Dentro de la comunidad mormona, existen diversas teorías. Las más populares son las que sitúan los eventos en una región limitada de Mesoamérica (partes del sur de México y Centroamérica) o en áreas de América del Norte, como la región de los Grandes Lagos. Sin embargo, ninguna de estas teorías es oficial ni universalmente aceptada.

¿Qué son los anacronismos en el Libro de Mormón relacionados con la geografía y la historia?

Los anacronismos son elementos o conceptos que aparecen en el Libro de Mormón pero que no existían en las Américas en el período precolombino según la evidencia arqueológica e histórica. Ejemplos prominentes incluyen los caballos, los carros, el hierro, el acero, el trigo, la cebada y las espadas. Estos elementos son problemáticos porque se mencionan como parte integral de las civilizaciones del Libro de Mormón, pero no hay pruebas de su existencia en el continente antes de la llegada europea.

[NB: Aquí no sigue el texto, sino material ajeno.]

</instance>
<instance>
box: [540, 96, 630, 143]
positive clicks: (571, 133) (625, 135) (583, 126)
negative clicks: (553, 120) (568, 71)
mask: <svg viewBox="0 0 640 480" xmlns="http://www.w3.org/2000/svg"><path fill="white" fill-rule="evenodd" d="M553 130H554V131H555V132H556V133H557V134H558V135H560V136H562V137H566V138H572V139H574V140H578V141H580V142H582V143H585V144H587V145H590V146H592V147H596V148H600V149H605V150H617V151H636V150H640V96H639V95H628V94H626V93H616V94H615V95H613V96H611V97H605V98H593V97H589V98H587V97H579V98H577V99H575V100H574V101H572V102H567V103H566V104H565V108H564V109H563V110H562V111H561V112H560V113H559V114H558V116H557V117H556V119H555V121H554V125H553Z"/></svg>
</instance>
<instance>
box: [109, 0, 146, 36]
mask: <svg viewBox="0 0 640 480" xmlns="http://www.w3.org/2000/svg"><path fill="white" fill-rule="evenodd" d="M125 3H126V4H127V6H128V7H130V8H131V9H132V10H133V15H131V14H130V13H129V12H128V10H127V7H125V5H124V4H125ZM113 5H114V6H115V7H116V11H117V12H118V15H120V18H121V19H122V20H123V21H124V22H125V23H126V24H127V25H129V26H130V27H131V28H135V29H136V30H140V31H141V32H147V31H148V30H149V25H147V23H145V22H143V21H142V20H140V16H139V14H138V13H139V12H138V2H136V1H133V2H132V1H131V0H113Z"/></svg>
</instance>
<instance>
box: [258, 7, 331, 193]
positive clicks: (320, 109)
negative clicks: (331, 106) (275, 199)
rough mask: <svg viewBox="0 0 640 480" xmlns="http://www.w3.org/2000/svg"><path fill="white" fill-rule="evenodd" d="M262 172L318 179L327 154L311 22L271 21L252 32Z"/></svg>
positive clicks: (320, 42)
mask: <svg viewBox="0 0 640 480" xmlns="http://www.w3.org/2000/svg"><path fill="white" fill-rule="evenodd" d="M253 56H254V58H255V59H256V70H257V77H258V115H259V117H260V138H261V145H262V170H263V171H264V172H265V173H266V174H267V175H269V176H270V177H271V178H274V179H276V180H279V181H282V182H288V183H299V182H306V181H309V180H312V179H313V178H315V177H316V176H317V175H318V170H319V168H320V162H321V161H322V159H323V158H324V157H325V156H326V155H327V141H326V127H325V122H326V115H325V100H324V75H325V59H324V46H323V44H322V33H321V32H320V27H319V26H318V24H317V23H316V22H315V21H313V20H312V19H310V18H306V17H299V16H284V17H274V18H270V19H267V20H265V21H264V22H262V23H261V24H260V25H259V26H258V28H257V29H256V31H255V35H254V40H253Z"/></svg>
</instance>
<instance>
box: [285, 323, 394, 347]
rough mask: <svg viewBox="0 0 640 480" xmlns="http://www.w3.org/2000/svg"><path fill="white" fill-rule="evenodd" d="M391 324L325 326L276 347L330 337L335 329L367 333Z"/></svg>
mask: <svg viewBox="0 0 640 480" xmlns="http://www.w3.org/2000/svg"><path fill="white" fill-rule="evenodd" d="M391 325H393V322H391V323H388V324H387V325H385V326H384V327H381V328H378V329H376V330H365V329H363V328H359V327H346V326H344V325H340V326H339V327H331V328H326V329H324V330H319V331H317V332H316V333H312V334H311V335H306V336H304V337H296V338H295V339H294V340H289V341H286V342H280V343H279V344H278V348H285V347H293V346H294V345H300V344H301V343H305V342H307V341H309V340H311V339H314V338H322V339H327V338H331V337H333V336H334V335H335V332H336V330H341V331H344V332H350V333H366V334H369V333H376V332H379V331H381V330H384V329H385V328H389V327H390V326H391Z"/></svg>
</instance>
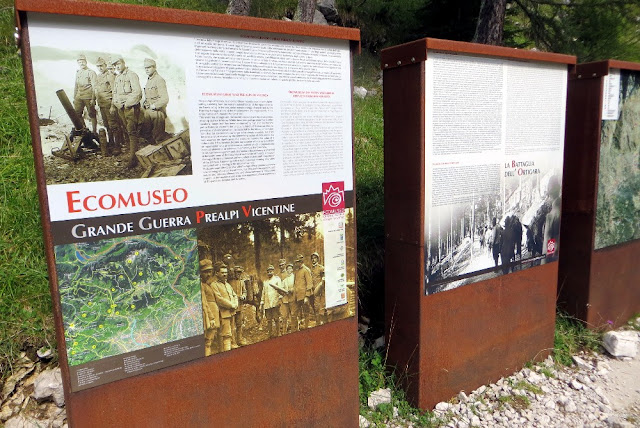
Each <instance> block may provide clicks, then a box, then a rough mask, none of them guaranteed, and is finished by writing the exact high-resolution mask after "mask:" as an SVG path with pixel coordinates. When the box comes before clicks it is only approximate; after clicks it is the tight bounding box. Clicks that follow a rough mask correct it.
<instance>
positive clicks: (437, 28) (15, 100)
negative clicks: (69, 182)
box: [0, 0, 640, 395]
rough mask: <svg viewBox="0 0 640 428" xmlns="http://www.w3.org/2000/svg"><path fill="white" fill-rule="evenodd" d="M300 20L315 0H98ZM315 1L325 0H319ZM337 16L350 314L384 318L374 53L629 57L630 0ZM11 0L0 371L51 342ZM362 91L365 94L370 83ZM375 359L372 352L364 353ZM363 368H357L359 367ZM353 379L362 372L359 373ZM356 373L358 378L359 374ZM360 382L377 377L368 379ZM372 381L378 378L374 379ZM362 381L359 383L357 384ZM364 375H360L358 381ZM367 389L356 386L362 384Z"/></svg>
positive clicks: (26, 121)
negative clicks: (515, 52) (428, 38)
mask: <svg viewBox="0 0 640 428" xmlns="http://www.w3.org/2000/svg"><path fill="white" fill-rule="evenodd" d="M104 1H111V2H114V3H131V4H143V5H147V6H159V7H171V8H176V9H191V10H200V11H208V12H218V13H225V12H226V11H227V10H229V11H230V12H235V13H237V14H247V15H250V16H255V17H262V18H267V19H298V20H303V21H311V19H312V15H313V13H311V14H310V13H309V11H314V10H315V8H316V3H315V0H252V1H250V0H231V2H229V1H227V0H120V1H118V0H104ZM320 2H322V3H323V4H326V3H328V2H329V3H331V2H330V1H329V0H320ZM335 10H336V11H337V16H336V17H335V19H334V23H335V24H336V25H342V26H347V27H357V28H359V29H360V30H361V37H362V48H363V49H362V54H361V55H359V56H356V57H355V58H354V80H355V82H354V83H355V85H357V86H363V87H365V88H367V89H369V90H370V91H369V96H367V97H365V98H356V99H355V100H354V145H355V162H356V192H357V194H356V198H357V242H358V291H359V299H360V300H359V314H360V316H361V317H362V316H365V317H367V318H369V319H370V320H371V323H370V329H369V333H368V334H369V337H370V338H375V337H378V336H379V335H381V334H382V325H383V323H384V313H383V296H384V292H383V287H384V215H383V213H384V205H383V202H384V201H383V178H384V170H383V119H382V90H381V86H380V81H379V79H380V77H381V73H380V69H379V53H380V50H381V49H383V48H384V47H387V46H392V45H395V44H399V43H403V42H407V41H411V40H415V39H418V38H422V37H436V38H443V39H450V40H460V41H479V42H487V43H492V44H499V45H504V46H509V47H515V48H520V49H536V50H539V51H549V52H557V53H564V54H571V55H576V56H577V57H578V61H579V62H588V61H595V60H603V59H609V58H615V59H620V60H627V61H636V62H638V61H640V0H624V1H623V0H493V1H492V0H486V1H483V0H336V2H335ZM14 27H15V21H14V10H13V2H12V1H11V0H0V93H2V96H3V101H2V103H0V173H1V180H0V301H1V302H2V304H1V305H0V379H2V380H3V379H4V378H5V377H6V376H8V374H10V373H11V368H12V361H14V360H15V358H16V356H17V355H19V353H20V352H27V353H28V354H35V350H37V349H38V348H40V347H42V346H46V347H49V348H55V335H54V331H53V316H52V308H51V297H50V293H49V285H48V275H47V268H46V261H45V257H44V243H43V238H42V229H41V226H40V213H39V206H38V196H37V191H36V181H35V171H34V166H33V154H32V150H31V136H30V133H29V126H28V115H27V108H26V102H25V92H24V81H23V75H22V65H21V58H20V54H19V50H18V48H17V46H16V42H15V38H14V32H15V28H14ZM372 94H373V95H372ZM374 359H376V361H378V360H379V357H375V358H374ZM361 378H362V373H361ZM361 382H362V379H361ZM364 383H367V382H364ZM369 383H370V384H371V385H368V384H367V385H368V386H371V388H374V387H375V386H376V381H375V380H374V381H372V382H369ZM378 383H379V382H378ZM367 385H365V386H367ZM368 386H367V387H368ZM361 394H365V395H366V391H363V390H361Z"/></svg>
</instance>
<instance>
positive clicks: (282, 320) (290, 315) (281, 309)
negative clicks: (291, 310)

Conclusión: Un Viaje Entre la Fe y la Razón

El debate sobre la geografía del Libro de Mormón es un microcosmos de una discusión más amplia sobre la naturaleza de la verdad histórica en los textos sagrados. Al igual que la Biblia, el Libro de Mormón es una obra que, para sus creyentes, ofrece profundas verdades espirituales y un sentido de propósito. Sin embargo, para aquellos que buscan una base histórica y arqueológica, ambos libros presentan desafíos.

Es importante abordar estos textos con una mente abierta pero también con una perspectiva crítica. Si bien la fe puede llenar los vacíos dejados por la falta de evidencia, la honestidad intelectual requiere reconocer dónde termina la historia documentada y dónde comienza el ámbito de la creencia. La geografía del Libro de Mormón, con su ambigüedad y la ausencia de hallazgos que la corroboren, es un recordatorio de que la narrativa de un libro, por poderosa que sea, puede coexistir con un paisaje histórico que permanece elusivo. Al final, cada lector debe decidir si el viaje a través de sus páginas es uno de descubrimiento geográfico o, más bien, de un entendimiento espiritual.